More amenities lure more millennials east of the Anacostia River. The new local amenities have cause frustration to surface among long time Black residents. There is the "it's not for us" and "beyond my budget" resentment. They see the new amenities as additional proof that their communities are terrible because they are blacks and don't deserve any better than the glut of liquor stores, fast food joints, predator lenders, corner grocers, barber shops and hair salons.There in Southeast Washington also exist poor living conditions, such as the high unemployment rates, poor housing conditions, police profiling and schools that are under funded. 
Out on the Town, Southeast Washington, DC, 2017. © Joseph Young

As millennials move east of the Anacostia River by stealth (really quiet), drawn by cheap real estate in this black working-class community, amenities have followed to cater to them, like restaurants and galleries. The arts are also meant to "tame" the natives and lay the ground work for reinvestment in this once disinvested cityscape. (The only time our children are cheered is when they are running a ball up and down the court or singing and dancing.)
This image depicts a gathering of an in-cohesive group of Blacks and whites at the Anacostia Arts Center on Good Hope Road. This does not mean that they wouldn't come together or there is no friction.  It means that gentrification divides people into camps of winners and losers, whites and Blacks.

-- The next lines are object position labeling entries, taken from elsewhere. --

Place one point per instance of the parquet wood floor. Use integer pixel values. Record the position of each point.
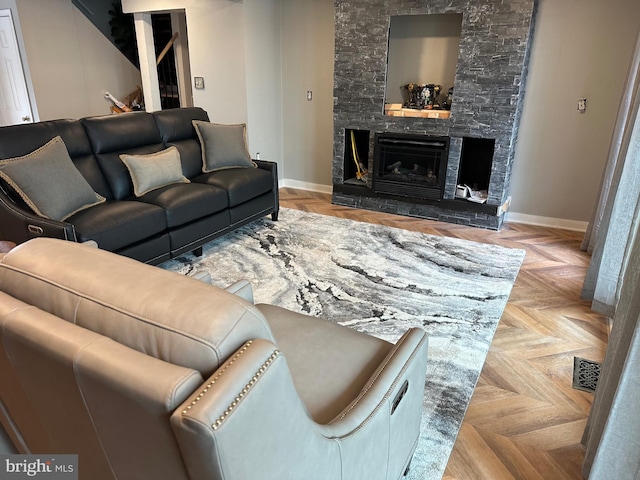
(525, 420)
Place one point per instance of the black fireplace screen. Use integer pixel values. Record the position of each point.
(410, 165)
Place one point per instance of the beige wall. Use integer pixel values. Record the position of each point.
(264, 79)
(580, 49)
(307, 64)
(71, 63)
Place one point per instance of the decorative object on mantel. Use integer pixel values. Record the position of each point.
(380, 280)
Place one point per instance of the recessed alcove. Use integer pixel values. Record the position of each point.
(476, 161)
(356, 152)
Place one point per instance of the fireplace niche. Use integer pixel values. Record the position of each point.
(489, 86)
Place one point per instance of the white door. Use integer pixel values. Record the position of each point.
(15, 107)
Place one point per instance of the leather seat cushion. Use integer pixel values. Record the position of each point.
(329, 363)
(242, 184)
(163, 314)
(114, 225)
(186, 202)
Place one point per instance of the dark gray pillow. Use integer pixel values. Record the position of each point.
(154, 170)
(49, 182)
(223, 146)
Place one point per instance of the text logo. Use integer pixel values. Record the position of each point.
(50, 467)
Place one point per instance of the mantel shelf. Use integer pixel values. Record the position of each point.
(396, 110)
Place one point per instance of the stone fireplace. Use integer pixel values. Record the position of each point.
(471, 141)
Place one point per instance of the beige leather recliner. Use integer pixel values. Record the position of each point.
(145, 373)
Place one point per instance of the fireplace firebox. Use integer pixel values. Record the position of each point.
(410, 165)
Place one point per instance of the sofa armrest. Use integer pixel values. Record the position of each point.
(247, 421)
(243, 289)
(19, 225)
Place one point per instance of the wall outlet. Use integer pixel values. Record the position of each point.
(582, 105)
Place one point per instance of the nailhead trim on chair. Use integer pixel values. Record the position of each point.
(244, 391)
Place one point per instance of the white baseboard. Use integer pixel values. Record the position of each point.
(551, 222)
(312, 187)
(514, 217)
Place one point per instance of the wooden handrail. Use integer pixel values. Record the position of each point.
(166, 48)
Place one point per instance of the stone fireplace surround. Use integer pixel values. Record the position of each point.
(488, 96)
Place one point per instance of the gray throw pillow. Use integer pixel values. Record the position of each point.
(154, 170)
(223, 146)
(49, 182)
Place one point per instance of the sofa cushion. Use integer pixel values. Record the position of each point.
(164, 314)
(223, 146)
(241, 185)
(48, 181)
(176, 129)
(154, 170)
(19, 140)
(117, 224)
(111, 135)
(184, 203)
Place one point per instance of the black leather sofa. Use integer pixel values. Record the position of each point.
(157, 226)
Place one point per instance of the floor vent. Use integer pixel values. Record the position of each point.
(585, 374)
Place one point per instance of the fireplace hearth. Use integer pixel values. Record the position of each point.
(480, 131)
(410, 165)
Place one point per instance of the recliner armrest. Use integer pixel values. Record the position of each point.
(247, 420)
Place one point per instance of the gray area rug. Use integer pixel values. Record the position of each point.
(380, 280)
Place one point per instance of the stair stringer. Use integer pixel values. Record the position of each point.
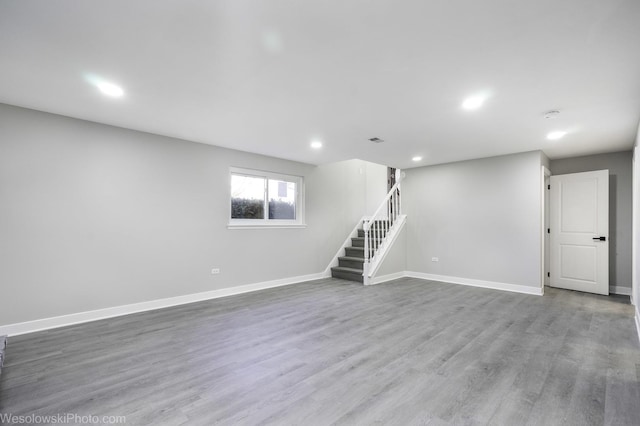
(347, 243)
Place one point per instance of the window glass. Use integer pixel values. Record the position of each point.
(247, 197)
(282, 200)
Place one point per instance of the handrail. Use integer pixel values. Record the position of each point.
(379, 225)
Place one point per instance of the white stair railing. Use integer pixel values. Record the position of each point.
(378, 227)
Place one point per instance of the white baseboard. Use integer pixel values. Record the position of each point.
(515, 288)
(116, 311)
(389, 277)
(624, 291)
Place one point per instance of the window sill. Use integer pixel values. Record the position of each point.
(267, 226)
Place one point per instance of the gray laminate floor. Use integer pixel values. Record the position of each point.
(331, 351)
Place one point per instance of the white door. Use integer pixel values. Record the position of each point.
(580, 231)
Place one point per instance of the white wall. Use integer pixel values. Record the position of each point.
(376, 185)
(481, 218)
(619, 165)
(635, 295)
(94, 216)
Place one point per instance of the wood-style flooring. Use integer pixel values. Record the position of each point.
(335, 352)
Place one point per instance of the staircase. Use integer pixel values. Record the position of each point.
(351, 265)
(372, 241)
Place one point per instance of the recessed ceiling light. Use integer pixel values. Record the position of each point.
(473, 102)
(554, 136)
(110, 89)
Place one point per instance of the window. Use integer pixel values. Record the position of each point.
(265, 199)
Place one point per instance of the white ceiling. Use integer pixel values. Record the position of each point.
(270, 76)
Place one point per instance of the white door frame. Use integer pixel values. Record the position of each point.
(545, 174)
(573, 247)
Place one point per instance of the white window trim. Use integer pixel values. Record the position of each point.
(269, 223)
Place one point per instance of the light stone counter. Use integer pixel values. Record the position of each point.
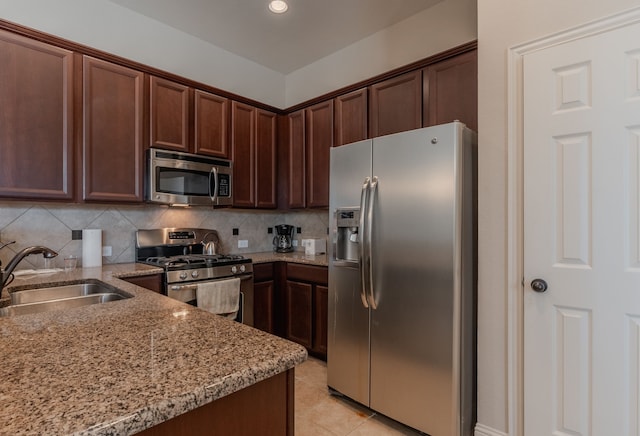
(294, 257)
(124, 366)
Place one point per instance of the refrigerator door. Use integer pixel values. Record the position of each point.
(413, 333)
(348, 331)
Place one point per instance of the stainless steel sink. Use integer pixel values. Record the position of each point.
(62, 297)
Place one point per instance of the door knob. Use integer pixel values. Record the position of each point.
(539, 285)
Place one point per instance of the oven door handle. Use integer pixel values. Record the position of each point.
(184, 287)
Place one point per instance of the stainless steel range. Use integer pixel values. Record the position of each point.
(181, 253)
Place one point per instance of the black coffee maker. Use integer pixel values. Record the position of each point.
(282, 242)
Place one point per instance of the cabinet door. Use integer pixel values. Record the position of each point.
(351, 117)
(211, 130)
(451, 91)
(299, 315)
(169, 114)
(319, 140)
(112, 136)
(36, 119)
(321, 299)
(395, 105)
(296, 160)
(263, 305)
(266, 159)
(243, 154)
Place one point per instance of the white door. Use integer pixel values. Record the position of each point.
(582, 236)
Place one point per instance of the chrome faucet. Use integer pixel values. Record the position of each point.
(6, 273)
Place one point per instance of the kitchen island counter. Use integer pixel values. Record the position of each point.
(124, 366)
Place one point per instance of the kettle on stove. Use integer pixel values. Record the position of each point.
(282, 242)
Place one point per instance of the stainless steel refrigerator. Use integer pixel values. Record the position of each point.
(402, 277)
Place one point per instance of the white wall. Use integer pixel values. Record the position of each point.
(503, 24)
(447, 24)
(109, 27)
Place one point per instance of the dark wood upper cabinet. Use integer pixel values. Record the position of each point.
(211, 129)
(169, 114)
(243, 154)
(266, 166)
(36, 119)
(395, 105)
(451, 91)
(294, 158)
(253, 144)
(351, 117)
(319, 140)
(113, 132)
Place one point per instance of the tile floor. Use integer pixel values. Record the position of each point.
(317, 413)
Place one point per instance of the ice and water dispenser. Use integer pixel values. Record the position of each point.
(347, 238)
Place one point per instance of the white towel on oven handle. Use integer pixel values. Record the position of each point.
(221, 297)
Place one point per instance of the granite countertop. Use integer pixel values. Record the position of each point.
(124, 366)
(294, 257)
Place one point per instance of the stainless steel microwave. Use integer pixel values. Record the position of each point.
(188, 179)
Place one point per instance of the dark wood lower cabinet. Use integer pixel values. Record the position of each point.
(265, 408)
(291, 301)
(263, 305)
(306, 307)
(300, 313)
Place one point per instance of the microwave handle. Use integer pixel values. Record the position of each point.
(214, 172)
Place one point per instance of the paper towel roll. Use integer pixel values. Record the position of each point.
(91, 247)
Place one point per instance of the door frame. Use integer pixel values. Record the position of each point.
(515, 199)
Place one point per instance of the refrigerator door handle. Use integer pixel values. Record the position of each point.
(373, 190)
(361, 246)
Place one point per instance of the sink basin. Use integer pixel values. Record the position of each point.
(62, 297)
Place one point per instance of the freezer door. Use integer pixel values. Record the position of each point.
(414, 249)
(348, 331)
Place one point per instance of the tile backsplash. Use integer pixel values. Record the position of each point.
(50, 224)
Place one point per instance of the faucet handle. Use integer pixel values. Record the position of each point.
(2, 245)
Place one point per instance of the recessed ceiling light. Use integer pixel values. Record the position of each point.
(278, 6)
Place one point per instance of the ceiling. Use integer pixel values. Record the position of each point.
(308, 31)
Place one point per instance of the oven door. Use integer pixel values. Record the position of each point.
(186, 292)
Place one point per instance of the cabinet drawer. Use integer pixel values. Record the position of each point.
(308, 273)
(262, 272)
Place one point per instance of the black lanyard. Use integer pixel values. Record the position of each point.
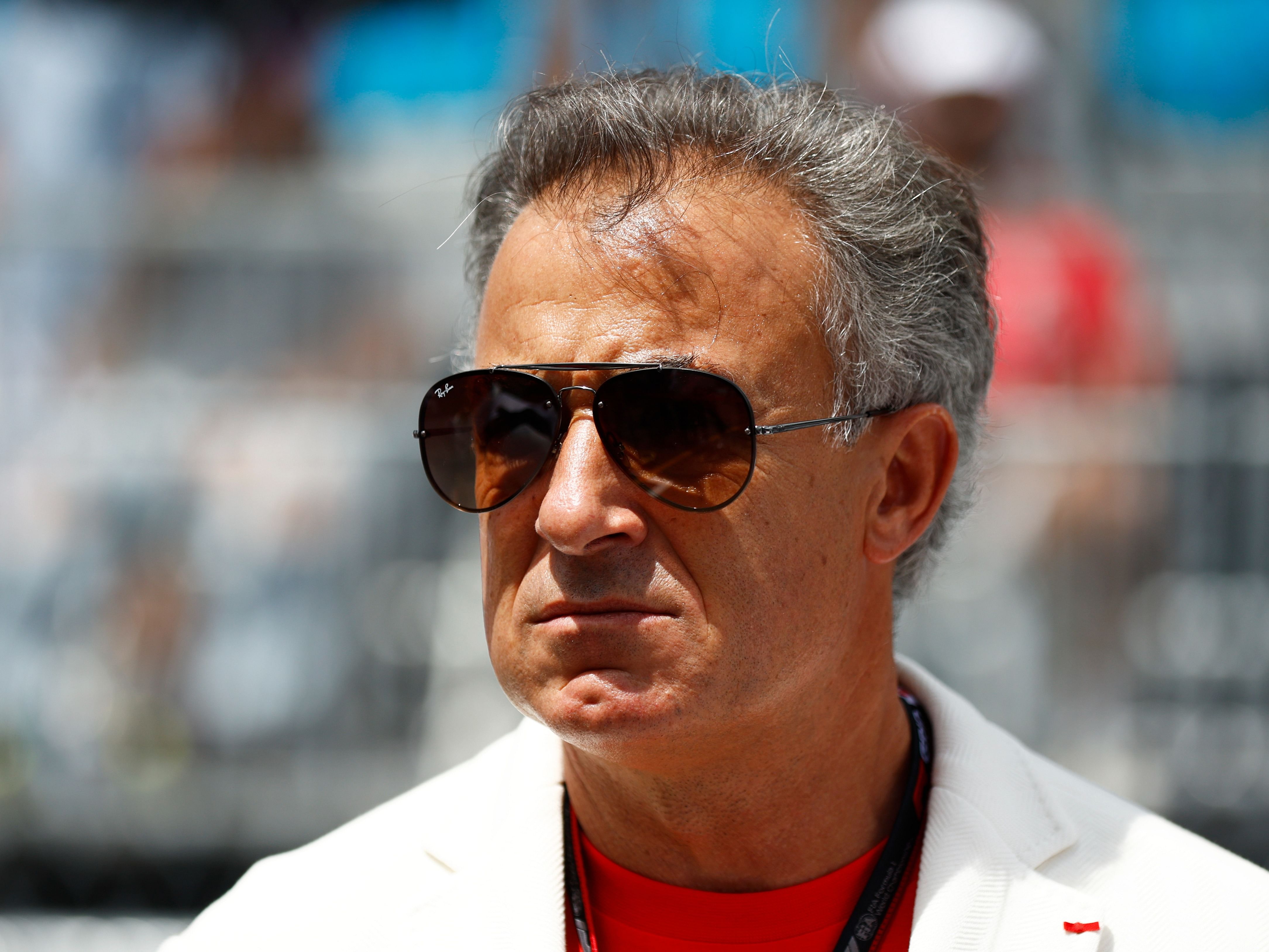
(876, 904)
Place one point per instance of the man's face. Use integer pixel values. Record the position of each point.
(616, 620)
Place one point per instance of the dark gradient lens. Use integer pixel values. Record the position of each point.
(683, 436)
(486, 434)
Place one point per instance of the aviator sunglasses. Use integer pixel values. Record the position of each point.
(686, 437)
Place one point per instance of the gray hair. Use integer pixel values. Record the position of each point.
(903, 296)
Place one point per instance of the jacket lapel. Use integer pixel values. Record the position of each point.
(498, 848)
(992, 823)
(504, 859)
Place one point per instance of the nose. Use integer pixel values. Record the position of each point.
(589, 506)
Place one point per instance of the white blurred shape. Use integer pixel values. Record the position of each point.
(278, 484)
(922, 50)
(264, 671)
(85, 934)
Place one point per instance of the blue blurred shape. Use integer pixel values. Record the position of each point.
(399, 61)
(1198, 58)
(412, 50)
(764, 36)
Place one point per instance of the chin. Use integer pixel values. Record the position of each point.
(608, 711)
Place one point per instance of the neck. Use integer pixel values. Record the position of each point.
(794, 799)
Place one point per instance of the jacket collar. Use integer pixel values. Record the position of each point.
(992, 823)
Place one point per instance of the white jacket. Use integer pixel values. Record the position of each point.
(1014, 848)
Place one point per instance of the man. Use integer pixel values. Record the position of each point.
(692, 600)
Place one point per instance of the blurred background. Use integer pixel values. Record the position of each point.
(233, 614)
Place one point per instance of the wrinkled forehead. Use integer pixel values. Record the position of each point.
(705, 264)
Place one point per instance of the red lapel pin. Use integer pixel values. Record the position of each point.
(1082, 927)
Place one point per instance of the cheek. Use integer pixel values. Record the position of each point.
(796, 535)
(509, 545)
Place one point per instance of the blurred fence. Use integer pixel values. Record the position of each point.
(233, 615)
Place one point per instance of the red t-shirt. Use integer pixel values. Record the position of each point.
(632, 913)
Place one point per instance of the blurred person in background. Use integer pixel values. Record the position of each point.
(966, 77)
(689, 580)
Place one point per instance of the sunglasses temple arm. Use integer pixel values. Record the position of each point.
(825, 422)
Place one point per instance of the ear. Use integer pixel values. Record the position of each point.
(918, 450)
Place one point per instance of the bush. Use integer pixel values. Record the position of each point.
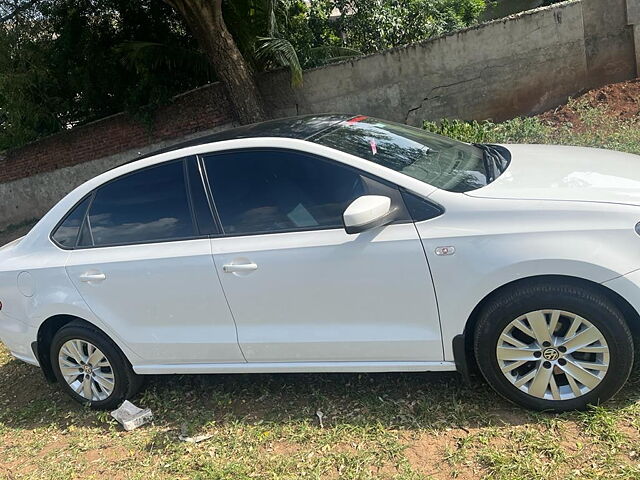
(518, 130)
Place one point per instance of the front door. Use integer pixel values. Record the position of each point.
(300, 288)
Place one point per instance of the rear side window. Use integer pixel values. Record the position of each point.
(67, 233)
(151, 205)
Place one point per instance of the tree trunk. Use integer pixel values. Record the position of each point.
(204, 18)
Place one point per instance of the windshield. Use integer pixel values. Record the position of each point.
(439, 161)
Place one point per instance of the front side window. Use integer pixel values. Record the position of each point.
(267, 191)
(151, 205)
(439, 161)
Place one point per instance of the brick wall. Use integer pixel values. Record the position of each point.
(200, 109)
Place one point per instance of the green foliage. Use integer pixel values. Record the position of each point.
(69, 62)
(65, 62)
(518, 130)
(374, 25)
(593, 127)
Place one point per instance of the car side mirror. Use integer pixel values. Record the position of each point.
(367, 212)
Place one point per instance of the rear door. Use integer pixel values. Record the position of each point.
(143, 264)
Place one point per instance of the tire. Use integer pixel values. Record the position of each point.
(562, 304)
(110, 385)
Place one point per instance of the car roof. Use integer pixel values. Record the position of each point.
(300, 128)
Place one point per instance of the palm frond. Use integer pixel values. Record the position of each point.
(280, 52)
(332, 52)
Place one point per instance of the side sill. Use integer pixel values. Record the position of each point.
(302, 367)
(26, 359)
(460, 356)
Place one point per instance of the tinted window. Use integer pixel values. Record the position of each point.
(146, 206)
(274, 191)
(419, 208)
(433, 159)
(67, 233)
(201, 207)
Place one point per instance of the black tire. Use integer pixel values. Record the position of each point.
(578, 299)
(127, 383)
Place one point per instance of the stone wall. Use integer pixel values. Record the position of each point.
(520, 65)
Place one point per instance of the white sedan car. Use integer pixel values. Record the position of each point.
(337, 244)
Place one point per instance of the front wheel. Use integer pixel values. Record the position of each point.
(554, 346)
(91, 368)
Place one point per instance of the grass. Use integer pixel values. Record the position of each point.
(395, 426)
(389, 426)
(590, 127)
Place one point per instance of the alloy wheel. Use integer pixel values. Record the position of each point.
(86, 370)
(553, 354)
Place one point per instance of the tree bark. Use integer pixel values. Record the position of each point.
(204, 18)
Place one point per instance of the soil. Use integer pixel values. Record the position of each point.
(621, 100)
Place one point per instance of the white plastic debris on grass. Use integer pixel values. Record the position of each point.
(131, 417)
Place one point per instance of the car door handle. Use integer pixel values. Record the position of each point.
(240, 267)
(92, 277)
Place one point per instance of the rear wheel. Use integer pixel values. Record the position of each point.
(91, 368)
(554, 346)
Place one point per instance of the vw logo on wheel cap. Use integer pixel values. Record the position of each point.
(550, 354)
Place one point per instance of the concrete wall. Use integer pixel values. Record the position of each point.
(519, 65)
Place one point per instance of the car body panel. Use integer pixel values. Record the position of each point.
(330, 296)
(552, 172)
(164, 299)
(549, 214)
(497, 242)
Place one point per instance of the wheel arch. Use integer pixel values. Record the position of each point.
(47, 331)
(463, 346)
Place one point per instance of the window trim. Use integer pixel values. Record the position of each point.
(321, 158)
(54, 230)
(206, 184)
(196, 234)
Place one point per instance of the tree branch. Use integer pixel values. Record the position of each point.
(17, 10)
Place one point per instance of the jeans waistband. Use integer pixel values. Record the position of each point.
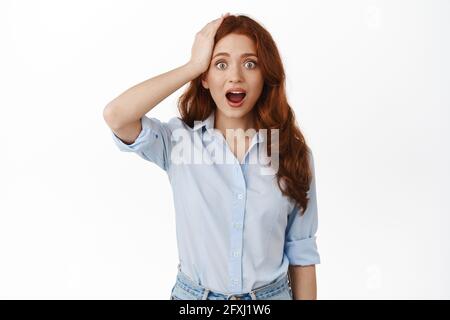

Segregation on Sunday Morning, Southeast Washington, DC, 2017. © Joseph Young

Inner-city Black churches are being repurposed or bulldozed and turned into upscale condominium developments. Black pastors are worried about the Black churches' future as they witness closing after closing, like the 106-year-old historic African American Church in Georgetown, Alexander Memorial Church, Faith Baptist Church on Capital Hill and Mt. Joy Baptist Church in Southeast. An institution once immune from changes in the community, the Black church is witnessing dwindling attendance in areas where Black people are being force out and gentrification takes hold. 
This also includes the Black middle-class who is being forced out of Washington in droves. In the last 10 years, more than 40,000 black residents have been forced out of DC because they can not afford the rents. That's ironic because some among the very poor are staying put. The District of Columbia Housing Authority (DCHA) provides public housing for more than 50,000 people who earn 30% of the area median income and below, says Adrianne Todman, former executive director of DCHA. (Well, even an affluent Washington, DC will need some low-wage earners to perform its menial task.) 
Seventy thousand more are on the waiting list for pubic housing. They qualify to  receive public housing or rental assistance if the Department of Housing and Urban Development (HUD) was not underfunding housing programs. With the skyrocketing rental markets the working poor are at risk of falling into homelessness. Yet, both the FHA and HUD are backing luxury housing developments throughout Washington, DC for the "pioneers." The focus of city government on affordable housing for low-income earners has taken a turn. Now the city subsidize workforce development housing. In addition, the District last lost 50% of its low-come housing in the past decade. 

Millennials  are not the blame for systemic gentrification. They are being lured to Black working-class communities by city and federal officials, as well as, corporate developers who bill them as the new frontiers. They are also exploited by inflated cost of housing and amenities. Granted, African Americans and Latinos are the hardest hit. But developers who cater to high-end housing markets are the problem. Local and Federal Government policy is also the blame. Their zoning policies and the defunding of public housing for the working class are not helpful to anyone but the developers. 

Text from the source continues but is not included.